Sometimes you do have to ask, and sometimes asking for what you want is no more than a job interview.
I mean, asking is not asking for charity.
Asking for what you want does not mean ask for charity.
But you you you what it really means is don't be ashamed of your desires.
Be dedicated to them.
Be dedicated to your desire.
If you really want something, go for it.
And don't be afraid to ask for help along the way.
That's been one of the biggest things for me in my I just don't.
I never have.
I have been embarrassed to.
I get embarrassed when it's offered.
I get embarrassed when when it I just I've never have.
I've uh for whatever reason it's a psychological bugaboo I have.
Even though I know better.
Uh but it's it's he's he's exactly right about it, but it it doesn't.
You have to really spec it does not mean ask for charity.
And a lot of reasons that people don't ask for help is because they they are afraid they're going to be seen as asking for a handout, and that's not what asking for for help means.
I I've got to take a break.
If I had more time, I could give you real-world examples of what of what I'm talking about.
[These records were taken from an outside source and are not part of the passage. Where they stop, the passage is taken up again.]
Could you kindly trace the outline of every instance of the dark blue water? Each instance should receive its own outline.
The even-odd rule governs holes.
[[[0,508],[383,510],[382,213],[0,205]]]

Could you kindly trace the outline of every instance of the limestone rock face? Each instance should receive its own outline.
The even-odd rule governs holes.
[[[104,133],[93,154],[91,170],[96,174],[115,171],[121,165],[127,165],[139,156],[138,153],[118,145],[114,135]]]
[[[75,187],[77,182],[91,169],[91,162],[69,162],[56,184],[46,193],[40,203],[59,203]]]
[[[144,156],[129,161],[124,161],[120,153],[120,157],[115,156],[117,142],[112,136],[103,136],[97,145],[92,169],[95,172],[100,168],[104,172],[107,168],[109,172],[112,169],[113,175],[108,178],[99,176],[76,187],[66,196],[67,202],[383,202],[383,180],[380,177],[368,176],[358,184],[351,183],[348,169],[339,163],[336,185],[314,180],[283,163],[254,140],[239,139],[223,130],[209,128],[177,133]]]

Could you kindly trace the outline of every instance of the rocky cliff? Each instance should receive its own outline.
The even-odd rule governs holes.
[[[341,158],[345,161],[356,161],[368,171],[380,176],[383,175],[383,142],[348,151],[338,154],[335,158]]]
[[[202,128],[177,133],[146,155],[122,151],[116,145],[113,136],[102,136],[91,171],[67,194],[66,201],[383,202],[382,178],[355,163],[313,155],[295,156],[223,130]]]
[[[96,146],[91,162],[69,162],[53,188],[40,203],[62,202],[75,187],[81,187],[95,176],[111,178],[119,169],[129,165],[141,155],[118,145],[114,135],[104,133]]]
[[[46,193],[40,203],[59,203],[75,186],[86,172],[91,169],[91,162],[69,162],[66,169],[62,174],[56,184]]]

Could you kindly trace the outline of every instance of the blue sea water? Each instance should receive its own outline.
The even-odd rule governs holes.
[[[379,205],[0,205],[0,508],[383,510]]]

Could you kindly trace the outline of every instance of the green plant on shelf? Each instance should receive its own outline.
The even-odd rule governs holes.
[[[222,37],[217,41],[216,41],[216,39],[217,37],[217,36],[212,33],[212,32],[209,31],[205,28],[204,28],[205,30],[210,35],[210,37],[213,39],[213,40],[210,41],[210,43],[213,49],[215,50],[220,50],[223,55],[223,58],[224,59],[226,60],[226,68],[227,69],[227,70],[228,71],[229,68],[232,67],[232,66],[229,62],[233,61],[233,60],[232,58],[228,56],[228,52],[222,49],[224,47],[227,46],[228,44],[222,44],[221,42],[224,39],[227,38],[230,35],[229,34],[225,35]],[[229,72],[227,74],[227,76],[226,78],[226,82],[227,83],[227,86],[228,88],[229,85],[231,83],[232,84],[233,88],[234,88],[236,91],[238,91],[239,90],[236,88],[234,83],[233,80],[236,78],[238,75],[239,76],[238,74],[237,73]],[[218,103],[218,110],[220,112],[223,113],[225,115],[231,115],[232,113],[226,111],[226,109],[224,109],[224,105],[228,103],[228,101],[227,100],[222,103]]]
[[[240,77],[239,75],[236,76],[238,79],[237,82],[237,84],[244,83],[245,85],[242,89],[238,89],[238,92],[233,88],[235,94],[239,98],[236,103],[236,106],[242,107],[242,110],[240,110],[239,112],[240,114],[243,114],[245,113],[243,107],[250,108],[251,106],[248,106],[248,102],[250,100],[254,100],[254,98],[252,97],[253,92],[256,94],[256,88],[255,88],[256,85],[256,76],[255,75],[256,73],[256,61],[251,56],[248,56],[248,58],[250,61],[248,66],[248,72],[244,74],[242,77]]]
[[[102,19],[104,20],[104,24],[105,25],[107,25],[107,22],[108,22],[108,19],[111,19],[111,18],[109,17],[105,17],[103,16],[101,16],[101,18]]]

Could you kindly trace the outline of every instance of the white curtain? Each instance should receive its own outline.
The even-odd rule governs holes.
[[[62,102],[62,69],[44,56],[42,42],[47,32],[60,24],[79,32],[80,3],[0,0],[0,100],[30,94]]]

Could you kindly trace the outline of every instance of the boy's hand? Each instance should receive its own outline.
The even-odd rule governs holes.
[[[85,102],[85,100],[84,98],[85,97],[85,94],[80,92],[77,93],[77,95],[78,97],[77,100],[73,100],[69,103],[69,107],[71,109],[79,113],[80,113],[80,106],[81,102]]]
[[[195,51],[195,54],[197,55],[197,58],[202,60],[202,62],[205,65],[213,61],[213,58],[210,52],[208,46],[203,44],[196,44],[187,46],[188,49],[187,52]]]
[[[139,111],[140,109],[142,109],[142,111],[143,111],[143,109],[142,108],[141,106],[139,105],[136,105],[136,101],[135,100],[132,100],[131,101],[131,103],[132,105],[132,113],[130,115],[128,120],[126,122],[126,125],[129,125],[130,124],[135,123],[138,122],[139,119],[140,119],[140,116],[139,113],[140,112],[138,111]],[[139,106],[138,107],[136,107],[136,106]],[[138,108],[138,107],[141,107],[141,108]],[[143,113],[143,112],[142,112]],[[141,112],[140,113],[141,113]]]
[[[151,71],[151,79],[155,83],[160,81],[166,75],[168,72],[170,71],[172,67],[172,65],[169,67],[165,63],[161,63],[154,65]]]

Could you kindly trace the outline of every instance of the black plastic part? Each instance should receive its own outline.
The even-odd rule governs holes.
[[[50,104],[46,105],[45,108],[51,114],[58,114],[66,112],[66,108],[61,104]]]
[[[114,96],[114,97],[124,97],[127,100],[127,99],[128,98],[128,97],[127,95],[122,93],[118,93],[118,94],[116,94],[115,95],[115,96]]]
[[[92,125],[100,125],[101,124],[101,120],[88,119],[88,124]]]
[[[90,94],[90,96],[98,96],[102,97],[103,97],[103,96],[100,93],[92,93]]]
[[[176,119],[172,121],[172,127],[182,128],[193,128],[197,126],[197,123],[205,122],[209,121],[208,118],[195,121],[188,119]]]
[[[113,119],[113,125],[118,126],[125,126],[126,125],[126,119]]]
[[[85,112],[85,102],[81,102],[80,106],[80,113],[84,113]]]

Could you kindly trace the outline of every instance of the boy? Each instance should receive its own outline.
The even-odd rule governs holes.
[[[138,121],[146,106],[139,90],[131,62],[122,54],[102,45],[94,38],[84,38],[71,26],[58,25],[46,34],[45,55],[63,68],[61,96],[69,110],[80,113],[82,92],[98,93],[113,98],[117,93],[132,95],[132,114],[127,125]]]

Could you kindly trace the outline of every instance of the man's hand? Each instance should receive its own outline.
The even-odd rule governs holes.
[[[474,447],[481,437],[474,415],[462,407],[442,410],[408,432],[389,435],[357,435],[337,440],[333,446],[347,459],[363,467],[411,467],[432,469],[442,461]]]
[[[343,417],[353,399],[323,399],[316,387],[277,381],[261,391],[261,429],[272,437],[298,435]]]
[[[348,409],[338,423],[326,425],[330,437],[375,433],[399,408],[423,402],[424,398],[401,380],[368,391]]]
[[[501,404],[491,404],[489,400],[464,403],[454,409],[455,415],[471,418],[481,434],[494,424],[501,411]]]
And you could probably supply some yourself too, just in your own life experience.
But now I have to take an obscene profit timeout.
See, need help here.
I have to have somebody push the buttons that will play the obscene profit commercials back at.
He did not mention his books.
Uh he was uh very, I thought, restrained and respectful and not seeking to use.
Well, let me tell you who he is.
This is Matt Minocchio.
This is the guy Matt from Nutcong, New Jersey, is Matt Minocchio, and he has he writes what are described as supernatural thrillers.
At least that's the genre of his latest book, which is called Dark Servant.
I looked it up.
Because I know how to search the internet.
That's why.
Got an o author, Matt from New Jersey.
All you gotta do is Google it, you'll get the answer.
That's what I did.
And his name is Matt Minocchio, and uh his uh is his book is called Dark Servant.
It looks like it's uh the the genre is called Supernatural Thriller.
Whatever that is.
Well, no, I don't know.
I don't like vampire walking dead stuff.
No, I I don't, I don't, but but that doesn't matter.
No, I try no, I never just saw true blood.
I did watch The Walking Dead.
You know, I I watched The Walking Dead once just to find out what this is about, because it was killing everything.
It had it had the highest ratings, and I couldn't believe A, I came in the middle of it, so I don't get zombies.
I just don't get them.
Yeah, it's it's kind of like a Dorito, you can't just have one.
I know, but I they just puked me out.
Just the whole thing puked me out.
I said, what the hell?
This thing's the highest rated show.
And I understood the basic premise is zombies are trying to get everybody and bite them and turn everybody into zombie and then big whoop.
But I've had about the same, you know, reaction to vampires.
I just don't get it.
I just don't get it.
But that's anyway, that's who the author is.
And if you're buying books.
What show?
Oh, Wire in the Blood.
Wire in the Blood.
You can find it on Amazon Prime.
I don't know if it's anywhere else.
I have different sources for these things.
You can't get it the way I did.
Well, you if you want to mess around with torrent sites, you can.
But I don't even want to tell you how to do that.
I don't personally do it.
Stuff just shows up in my inbox and say, whoa, what's this?
But if you're out there looking at it, don't forget Al Michael's book.
Don't forget that you can't make this up.
You can't.
His Al Michaels Sports Inside book is awesome.
And don't forget the Rush Revere books.
And this latest one, Rush Reverend and American book.
I don't like talking about my own stuff, but I don't go anywhere else to do it, folks, so you'll have to put up with it.
I don't do signings, I don't do book tours, I don't go on Good Morning America and do this kind of stuff.
Never have I wouldn't be embarrassed to do it.
And I can tell you about it.
My iPhone 6 Plus has been on for about 36 hours, and I've used it, and I still have 71% of the battery.